Translating Female Pop Stars’ Quotes on Feminism

The media likes to ask female pop stars about feminism. A lot. In fact, for some reason, young female singers are bombarded with this question so much that it has become its own news category. When someone like Taylor Swift or Beyonce answers the question, “Are you a feminist?”, the Internet blows up with critique. There never seems to be a right answer.

There’s a problem in both the phrasing of the question and also in these women’s comprehension of it. The media, particularly certain feminist blogs, are looking for provocative discourse and celebrities are easy targets. (Feministing subtly calls this an “annoying conversation.”) But it’s more than that. It’s problematic not only because it makes women the targets of scorn by other women, but also overlooks the bigger forces at work behind the entertainment industry that promote a patriarchal business structure and overwhelmingly value female artists for their sexuality rather than their talent.

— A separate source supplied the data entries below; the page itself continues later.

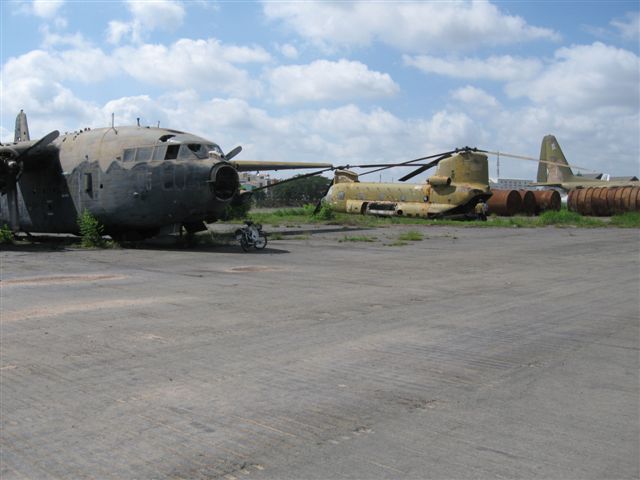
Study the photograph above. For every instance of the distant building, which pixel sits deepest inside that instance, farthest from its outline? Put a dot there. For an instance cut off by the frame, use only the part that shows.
(511, 184)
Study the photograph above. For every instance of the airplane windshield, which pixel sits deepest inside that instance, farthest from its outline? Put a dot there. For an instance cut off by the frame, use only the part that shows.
(200, 150)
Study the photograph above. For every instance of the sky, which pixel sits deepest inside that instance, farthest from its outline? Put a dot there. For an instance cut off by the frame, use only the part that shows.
(341, 82)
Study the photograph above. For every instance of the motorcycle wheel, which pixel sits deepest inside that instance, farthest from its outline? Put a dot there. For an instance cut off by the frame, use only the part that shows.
(261, 242)
(244, 244)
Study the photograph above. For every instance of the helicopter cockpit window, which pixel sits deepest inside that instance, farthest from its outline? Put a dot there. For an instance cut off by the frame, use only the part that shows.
(129, 154)
(172, 152)
(159, 153)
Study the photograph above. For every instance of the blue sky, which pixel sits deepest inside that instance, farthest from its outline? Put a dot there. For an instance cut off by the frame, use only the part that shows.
(346, 82)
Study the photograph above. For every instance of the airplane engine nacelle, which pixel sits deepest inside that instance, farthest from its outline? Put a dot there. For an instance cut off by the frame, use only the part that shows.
(438, 180)
(224, 181)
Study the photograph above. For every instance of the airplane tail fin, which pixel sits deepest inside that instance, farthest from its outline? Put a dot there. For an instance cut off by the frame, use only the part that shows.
(557, 169)
(22, 128)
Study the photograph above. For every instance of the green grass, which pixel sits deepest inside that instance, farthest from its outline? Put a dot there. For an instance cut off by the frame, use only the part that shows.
(358, 238)
(410, 236)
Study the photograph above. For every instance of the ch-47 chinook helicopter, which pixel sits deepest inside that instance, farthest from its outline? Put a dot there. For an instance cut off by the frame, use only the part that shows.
(459, 189)
(137, 181)
(555, 171)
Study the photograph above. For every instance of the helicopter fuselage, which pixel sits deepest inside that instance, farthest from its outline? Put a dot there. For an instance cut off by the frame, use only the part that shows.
(460, 183)
(137, 179)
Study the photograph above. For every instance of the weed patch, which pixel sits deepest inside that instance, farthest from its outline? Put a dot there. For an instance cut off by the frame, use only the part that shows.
(626, 220)
(6, 235)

These young women (and they are always young when they get this question for the first time) are not thinking about what it means to be a feminist at the exact moment a reporter points her microphone at them and asks them to identify with something they’re not quite sure of yet. They are not dumb, but perhaps they haven’t yet evolved into their feminist identities. And you know what? That’s perfectly okay, even for someone righteously living like a feminist without knowing it yet.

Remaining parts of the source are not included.